中国社会科学院俄罗斯东欧中亚研究所周国长助理研究员的《国内战争时期南俄“白卫军”的政权建设与管理研究》一文,通过梳理“白卫军”将领邓尼金在南俄地区组建“特别议会”的过程,及其政权管理体系的确立、运行,揭示了在权力合法性欠缺的条件下,邓尼金以“国家专政”理念建构其权力机制时所产生的内在矛盾。邓尼金意图通过高举“神圣不可分割俄罗斯”的旗帜来吸引俄罗斯民族主义者,以此获得他们的支持;而对于民众最为关心的土地问题,则秉持“预先不确立原则”,推给未来的“立宪会议”予以解决,漠视了俄国社会中占人口绝大多数的农民的需求。官僚主义的盛行,军事权力的滥用,政府官僚多为军事将领出身,无法胜任技术官僚的工作,最终导致了整个南俄“白卫军”行政管理机制的运转不畅。邓尼金的“国家专政”本质上是对“二月革命”后临时政府政策的继承,并不能深入民众,特别是无法得到占人口多数的农民的支持,其失败难以避免。
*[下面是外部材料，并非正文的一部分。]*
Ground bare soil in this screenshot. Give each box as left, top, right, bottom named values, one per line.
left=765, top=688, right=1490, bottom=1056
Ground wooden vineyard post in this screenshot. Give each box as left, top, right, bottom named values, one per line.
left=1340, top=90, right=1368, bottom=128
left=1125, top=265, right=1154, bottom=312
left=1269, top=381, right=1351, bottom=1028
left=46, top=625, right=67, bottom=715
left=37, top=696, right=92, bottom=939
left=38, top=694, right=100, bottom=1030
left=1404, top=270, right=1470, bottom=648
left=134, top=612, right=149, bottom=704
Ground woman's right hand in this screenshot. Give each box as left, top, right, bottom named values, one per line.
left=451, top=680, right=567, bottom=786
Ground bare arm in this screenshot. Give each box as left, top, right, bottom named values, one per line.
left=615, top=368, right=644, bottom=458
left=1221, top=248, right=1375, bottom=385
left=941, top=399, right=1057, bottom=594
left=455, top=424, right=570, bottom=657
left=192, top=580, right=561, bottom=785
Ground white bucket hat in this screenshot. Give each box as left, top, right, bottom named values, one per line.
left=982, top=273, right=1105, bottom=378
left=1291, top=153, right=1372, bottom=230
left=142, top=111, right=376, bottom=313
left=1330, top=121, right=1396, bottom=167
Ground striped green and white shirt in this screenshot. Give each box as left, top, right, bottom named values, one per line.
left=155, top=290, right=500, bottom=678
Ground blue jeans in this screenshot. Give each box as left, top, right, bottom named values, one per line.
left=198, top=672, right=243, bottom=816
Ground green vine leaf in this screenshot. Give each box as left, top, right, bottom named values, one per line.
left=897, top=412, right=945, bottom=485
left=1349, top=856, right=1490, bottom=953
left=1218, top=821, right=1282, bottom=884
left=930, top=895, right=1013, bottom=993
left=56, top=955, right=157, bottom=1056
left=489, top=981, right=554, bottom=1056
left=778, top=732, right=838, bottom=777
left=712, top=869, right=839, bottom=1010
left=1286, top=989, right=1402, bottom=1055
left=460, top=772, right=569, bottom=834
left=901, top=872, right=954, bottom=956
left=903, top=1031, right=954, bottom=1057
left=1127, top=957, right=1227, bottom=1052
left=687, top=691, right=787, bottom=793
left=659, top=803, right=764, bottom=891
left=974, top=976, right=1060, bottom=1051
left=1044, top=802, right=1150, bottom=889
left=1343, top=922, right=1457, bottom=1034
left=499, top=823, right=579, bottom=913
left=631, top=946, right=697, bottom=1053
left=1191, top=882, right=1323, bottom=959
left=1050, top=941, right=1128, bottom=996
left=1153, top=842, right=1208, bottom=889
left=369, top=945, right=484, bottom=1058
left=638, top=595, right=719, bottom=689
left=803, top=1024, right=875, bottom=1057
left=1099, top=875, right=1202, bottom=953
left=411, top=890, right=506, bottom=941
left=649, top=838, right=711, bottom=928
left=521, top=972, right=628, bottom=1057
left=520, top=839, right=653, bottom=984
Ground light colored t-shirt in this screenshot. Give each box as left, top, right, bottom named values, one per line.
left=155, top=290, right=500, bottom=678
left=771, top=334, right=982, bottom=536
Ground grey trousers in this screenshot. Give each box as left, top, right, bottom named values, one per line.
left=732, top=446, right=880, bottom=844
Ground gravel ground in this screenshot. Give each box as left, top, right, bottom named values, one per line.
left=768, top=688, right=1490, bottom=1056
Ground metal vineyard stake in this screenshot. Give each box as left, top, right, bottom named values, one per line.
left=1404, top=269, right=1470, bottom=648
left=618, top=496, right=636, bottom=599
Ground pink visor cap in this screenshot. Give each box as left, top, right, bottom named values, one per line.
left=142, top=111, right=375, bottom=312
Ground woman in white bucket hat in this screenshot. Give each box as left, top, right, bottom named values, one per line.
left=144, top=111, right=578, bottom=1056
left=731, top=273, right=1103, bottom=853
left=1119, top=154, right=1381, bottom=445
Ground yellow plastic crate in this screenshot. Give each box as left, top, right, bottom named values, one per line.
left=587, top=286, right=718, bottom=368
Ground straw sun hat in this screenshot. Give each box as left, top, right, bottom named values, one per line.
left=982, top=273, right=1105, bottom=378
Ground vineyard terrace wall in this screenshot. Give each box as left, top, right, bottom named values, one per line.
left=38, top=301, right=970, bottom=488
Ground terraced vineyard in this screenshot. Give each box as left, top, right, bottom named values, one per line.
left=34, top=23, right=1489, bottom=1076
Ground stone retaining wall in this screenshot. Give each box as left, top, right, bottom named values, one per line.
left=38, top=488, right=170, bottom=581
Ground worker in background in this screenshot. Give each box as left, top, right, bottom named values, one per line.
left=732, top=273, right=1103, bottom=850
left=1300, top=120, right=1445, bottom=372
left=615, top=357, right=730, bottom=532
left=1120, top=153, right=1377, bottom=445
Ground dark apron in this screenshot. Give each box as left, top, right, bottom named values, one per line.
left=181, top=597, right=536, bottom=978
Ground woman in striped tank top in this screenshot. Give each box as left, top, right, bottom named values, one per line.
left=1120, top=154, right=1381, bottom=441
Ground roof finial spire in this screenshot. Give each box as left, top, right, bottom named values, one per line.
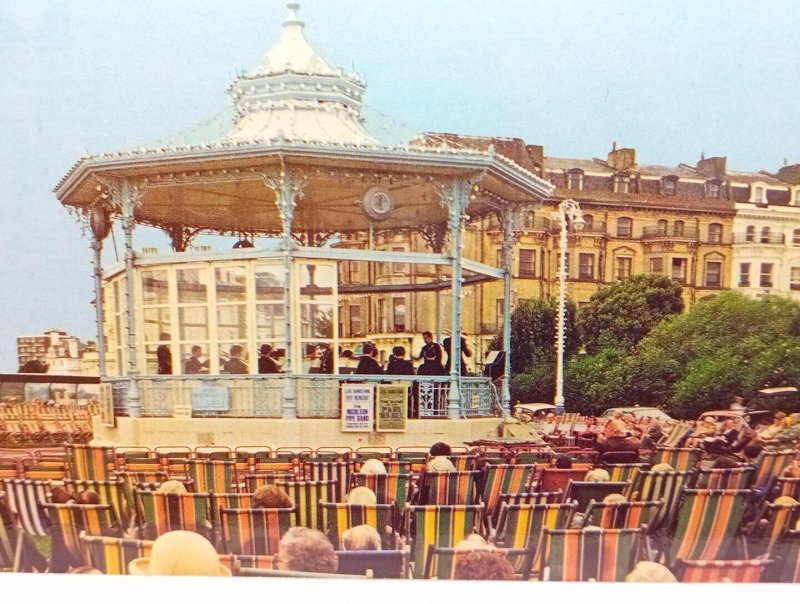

当代编在回顾历史的基础上,集中讨论了俄罗斯的民族建构与当代政治思想形成过程,包括北京师范大学历史学院张建华教授的《俄罗斯“民族认同”与“公民认同”的博弈与认识》、中国社会科学院俄罗斯东欧中亚研究所刘显忠研究员的《俄罗斯民族国家建设的历程》及中国社会科学院俄罗斯东欧中亚研究所庞大鹏研究员的《当代俄罗斯的政治思想》三篇文章。

张建华教授的《俄罗斯“民族认同”与“公民认同”的博弈与认识》呈现了当代俄罗斯政府、社会与民间各方关于国家认同体系的讨论。在界定了俄罗斯的“民族认同”与“公民认同”的概念及相互关系之后,作者综述了俄罗斯科学院民族学和人类学研究所两任所长季什科夫和马尔德诺娃的民族理论,强调该机构的研究代表学界主流观点,并对领导人和联邦政府政策产生极大影响。在民族政策领域,俄罗斯联邦当局兼顾立法保障少数民族权利与推广公民意识、塑造“公民民族”。2000年以来,俄联邦领导人多次在公开讲话中强调俄罗斯民族的统一性。作者认为,对于新时期的俄罗斯联邦而言,如何妥善处理“民族认同”与“公民认同”的关系是当务之急。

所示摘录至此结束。